People ask me all the time if my hands get tired or if I grow weary of doing the same thing over and over again, but I shake my head in negation. Rolling sushi can actually be a lot of fun if you’re not in it just for the pay. Customers are most often very friendly and willingly engage in conversation with me as I make their dinner. If I over pack their roll and it fails to hold together, almost all customers overlook it with ease. “It’s all going to the same place,” they say with an empathetic smile. Most customers are gracious, pleasant to chat with and sometimes request the most peculiar of ingredient combinations in their rolls; but they make the seemingly tedious and monotonous job an enjoyable experience. I genuinely look forward to my shifts every Tuesday and Thursday.

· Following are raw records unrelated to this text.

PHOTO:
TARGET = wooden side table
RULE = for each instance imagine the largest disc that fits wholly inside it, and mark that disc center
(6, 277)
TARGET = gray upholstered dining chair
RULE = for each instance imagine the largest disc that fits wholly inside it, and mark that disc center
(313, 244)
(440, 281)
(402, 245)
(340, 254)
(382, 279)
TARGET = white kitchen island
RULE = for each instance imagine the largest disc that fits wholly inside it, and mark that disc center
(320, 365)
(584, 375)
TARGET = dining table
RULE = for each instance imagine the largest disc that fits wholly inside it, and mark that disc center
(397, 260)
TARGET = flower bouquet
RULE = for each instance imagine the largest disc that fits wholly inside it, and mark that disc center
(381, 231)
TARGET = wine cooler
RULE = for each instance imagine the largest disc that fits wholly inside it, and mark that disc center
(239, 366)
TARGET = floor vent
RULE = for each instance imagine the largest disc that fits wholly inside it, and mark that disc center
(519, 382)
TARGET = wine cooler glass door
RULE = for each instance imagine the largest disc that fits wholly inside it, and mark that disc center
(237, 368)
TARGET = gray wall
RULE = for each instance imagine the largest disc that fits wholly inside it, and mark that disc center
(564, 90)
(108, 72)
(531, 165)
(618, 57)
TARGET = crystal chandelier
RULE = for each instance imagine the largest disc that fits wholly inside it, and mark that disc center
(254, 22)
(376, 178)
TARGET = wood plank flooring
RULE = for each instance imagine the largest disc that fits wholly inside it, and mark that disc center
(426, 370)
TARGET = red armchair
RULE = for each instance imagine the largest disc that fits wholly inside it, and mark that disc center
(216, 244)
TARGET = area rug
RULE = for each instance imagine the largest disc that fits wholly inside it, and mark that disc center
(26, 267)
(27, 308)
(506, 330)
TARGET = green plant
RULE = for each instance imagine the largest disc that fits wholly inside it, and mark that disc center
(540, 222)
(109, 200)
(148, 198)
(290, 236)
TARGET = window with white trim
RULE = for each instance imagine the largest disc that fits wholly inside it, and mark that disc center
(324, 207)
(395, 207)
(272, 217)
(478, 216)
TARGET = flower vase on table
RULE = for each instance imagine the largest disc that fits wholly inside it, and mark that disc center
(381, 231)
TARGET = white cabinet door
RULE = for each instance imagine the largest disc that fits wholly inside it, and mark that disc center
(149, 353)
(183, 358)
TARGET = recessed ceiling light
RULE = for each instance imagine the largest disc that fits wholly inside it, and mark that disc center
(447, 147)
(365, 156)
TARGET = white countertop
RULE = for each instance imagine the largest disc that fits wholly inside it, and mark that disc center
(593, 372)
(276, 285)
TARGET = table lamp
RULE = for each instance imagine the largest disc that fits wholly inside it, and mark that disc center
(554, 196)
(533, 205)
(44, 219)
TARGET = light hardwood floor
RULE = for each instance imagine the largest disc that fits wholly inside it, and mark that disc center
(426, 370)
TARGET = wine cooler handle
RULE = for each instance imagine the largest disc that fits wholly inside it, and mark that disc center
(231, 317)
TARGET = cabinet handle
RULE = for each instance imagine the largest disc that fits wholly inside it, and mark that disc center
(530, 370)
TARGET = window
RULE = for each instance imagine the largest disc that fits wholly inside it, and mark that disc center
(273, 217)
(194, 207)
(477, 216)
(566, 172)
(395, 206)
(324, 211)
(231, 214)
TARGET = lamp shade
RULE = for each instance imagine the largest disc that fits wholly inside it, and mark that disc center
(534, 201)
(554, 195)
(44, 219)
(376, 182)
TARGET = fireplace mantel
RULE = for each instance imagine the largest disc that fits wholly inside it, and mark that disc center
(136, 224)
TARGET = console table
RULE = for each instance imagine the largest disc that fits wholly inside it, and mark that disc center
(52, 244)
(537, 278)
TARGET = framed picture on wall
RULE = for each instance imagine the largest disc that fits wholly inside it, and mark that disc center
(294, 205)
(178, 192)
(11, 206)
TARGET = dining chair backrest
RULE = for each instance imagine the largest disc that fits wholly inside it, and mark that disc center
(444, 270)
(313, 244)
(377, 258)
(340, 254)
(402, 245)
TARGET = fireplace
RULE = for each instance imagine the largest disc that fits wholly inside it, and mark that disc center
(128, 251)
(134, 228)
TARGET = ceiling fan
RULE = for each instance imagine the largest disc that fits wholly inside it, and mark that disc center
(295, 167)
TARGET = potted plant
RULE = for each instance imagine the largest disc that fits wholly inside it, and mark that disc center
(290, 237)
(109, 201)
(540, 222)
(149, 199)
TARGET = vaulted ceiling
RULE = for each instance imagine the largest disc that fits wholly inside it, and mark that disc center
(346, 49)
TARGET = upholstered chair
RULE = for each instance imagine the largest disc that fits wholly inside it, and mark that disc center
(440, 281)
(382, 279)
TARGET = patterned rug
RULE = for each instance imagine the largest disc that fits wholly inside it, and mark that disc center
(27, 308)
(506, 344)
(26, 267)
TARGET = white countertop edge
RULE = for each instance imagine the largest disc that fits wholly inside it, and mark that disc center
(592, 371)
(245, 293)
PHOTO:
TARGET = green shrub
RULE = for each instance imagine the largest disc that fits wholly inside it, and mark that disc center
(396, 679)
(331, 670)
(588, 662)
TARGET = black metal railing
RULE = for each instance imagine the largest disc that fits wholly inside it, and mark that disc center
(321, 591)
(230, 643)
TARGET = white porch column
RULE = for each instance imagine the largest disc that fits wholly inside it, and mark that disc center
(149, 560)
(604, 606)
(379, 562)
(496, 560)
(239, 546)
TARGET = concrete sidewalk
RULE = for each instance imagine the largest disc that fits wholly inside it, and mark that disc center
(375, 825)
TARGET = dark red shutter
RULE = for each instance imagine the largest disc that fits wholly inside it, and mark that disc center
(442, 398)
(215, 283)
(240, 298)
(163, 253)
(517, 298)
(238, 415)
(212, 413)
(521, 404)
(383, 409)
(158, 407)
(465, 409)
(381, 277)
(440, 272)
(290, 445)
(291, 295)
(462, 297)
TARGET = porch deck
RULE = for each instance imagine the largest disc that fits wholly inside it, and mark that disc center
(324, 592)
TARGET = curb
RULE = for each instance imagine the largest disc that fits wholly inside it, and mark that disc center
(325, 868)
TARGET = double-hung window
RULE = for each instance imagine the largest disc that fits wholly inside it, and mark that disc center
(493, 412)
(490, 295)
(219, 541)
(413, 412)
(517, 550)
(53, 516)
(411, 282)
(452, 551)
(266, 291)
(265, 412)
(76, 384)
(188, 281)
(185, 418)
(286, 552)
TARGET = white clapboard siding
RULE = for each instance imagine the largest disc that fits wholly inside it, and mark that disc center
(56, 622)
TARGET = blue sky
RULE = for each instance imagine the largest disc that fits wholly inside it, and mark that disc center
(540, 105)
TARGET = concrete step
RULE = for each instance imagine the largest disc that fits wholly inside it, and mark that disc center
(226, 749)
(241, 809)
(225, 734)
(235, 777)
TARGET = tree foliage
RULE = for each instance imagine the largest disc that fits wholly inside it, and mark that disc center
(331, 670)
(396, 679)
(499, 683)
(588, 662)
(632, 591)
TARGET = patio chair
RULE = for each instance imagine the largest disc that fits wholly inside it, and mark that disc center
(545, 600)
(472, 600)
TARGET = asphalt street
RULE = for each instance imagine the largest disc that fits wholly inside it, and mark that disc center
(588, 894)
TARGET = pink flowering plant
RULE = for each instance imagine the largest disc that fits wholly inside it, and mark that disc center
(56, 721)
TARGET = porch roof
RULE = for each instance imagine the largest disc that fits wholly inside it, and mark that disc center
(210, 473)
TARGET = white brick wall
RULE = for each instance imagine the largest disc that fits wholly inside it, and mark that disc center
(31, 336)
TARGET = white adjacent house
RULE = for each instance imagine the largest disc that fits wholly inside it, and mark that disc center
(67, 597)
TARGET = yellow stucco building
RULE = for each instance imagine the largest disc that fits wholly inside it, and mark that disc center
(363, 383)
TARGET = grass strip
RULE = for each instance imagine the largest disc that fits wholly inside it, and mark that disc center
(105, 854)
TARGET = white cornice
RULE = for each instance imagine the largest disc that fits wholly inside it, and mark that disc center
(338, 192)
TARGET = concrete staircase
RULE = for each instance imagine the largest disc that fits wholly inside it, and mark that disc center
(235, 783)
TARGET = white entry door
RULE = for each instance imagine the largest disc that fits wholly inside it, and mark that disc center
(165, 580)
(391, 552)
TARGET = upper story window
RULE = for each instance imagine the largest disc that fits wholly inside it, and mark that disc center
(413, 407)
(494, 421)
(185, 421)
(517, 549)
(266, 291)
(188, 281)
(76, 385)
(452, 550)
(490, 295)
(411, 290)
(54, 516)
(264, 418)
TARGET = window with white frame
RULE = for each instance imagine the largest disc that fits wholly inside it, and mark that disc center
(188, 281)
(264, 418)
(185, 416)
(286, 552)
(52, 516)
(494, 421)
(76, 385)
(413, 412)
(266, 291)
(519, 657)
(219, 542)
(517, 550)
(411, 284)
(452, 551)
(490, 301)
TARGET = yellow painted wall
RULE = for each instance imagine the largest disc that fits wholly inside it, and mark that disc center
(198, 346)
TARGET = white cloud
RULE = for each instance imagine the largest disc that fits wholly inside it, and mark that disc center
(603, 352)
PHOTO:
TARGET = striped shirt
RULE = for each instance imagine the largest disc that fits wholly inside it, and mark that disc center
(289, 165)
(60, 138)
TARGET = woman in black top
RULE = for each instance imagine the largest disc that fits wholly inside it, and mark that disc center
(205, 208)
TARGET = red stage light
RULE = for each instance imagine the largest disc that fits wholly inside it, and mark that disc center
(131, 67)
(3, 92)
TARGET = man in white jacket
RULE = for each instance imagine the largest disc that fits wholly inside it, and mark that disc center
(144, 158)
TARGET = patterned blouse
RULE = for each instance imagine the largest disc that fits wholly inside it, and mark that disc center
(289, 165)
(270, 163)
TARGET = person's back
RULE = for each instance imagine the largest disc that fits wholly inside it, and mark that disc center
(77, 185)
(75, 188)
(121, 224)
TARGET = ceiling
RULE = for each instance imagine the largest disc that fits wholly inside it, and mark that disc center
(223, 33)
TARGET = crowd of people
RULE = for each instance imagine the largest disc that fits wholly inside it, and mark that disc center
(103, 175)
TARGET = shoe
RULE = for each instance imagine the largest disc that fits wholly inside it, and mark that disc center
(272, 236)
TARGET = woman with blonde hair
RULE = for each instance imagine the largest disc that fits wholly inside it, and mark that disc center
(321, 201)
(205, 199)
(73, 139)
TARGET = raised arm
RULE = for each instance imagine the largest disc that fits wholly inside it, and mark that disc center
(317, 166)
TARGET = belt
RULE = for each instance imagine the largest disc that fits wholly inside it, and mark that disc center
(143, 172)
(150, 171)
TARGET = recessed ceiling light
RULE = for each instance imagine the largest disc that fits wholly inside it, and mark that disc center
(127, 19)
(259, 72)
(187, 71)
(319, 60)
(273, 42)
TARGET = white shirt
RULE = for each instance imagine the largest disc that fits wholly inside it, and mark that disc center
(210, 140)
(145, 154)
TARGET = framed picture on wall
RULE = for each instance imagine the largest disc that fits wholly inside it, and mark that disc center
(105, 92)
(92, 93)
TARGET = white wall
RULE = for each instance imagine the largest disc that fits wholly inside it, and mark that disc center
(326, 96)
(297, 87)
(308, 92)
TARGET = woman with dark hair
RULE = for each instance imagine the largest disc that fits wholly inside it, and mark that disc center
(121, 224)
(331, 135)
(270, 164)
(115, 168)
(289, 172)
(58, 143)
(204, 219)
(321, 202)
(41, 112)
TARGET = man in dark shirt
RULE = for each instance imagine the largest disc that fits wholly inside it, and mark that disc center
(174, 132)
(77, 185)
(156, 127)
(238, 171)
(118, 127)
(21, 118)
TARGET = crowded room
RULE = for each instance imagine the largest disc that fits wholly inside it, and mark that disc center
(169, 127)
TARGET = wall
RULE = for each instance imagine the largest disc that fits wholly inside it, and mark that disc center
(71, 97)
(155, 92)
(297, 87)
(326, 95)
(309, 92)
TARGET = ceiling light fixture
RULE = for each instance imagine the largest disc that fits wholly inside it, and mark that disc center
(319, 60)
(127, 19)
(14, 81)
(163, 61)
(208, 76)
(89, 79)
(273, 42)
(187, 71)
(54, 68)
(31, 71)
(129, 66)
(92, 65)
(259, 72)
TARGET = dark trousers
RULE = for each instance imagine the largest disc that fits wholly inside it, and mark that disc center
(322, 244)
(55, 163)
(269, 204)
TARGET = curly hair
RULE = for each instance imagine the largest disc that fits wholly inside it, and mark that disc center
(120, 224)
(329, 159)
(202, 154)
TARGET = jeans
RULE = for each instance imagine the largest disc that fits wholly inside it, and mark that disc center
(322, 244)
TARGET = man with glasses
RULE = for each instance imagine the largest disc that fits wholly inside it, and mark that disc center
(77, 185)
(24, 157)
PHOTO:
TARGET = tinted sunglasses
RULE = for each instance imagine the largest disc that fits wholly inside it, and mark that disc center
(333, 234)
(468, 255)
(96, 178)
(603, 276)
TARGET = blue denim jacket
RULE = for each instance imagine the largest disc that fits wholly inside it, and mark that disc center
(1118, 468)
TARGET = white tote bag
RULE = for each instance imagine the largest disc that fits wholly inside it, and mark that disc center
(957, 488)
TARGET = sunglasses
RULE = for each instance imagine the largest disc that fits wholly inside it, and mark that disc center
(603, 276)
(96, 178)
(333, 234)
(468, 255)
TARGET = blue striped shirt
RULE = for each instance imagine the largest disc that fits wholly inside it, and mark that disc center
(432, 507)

It is not unusual to have a customer ask for guacamole instead of avocado, celery instead of cucumber, or tuna instead of salmon. If this sounds like you, do not fret; us sushi chefs are not ridiculing you. We know what you mean. And as you can see, we are working with sharp, serrated knives to cut each roll. We are also only human – mistake-making humans. So please bear, especially with me, if I need to excuse myself for a moment to sterilize a wound engendered out of distraction, carelessness or having taken a moment of spontaneity to dance to the music that reverberates from the dish room. More times than never, I return to the scene, cleaned and bandaged, with a smile on my face.

Becoming a sushi chef was an opportunity I contemplated taking advantage of for a while. As I was in the process of seeking employment to crawl out of my “broke college student” condition, I wanted to find a job that I knew I would enjoy. Consequentially, I found a job where I take pleasure in the craft of sushi making, love those I work with and develop relationships with students who are as keen on sushi as I am.

One’s experience of being a sushi chef is what he or she chooses to make of it. It’s a craft, while it is also an interactive activity. In addition, it’s an enjoyable source of income that progressively became disassociated with solely digging me out of the hole that was my impoverished bank account. It’s certainly a job I can roll with.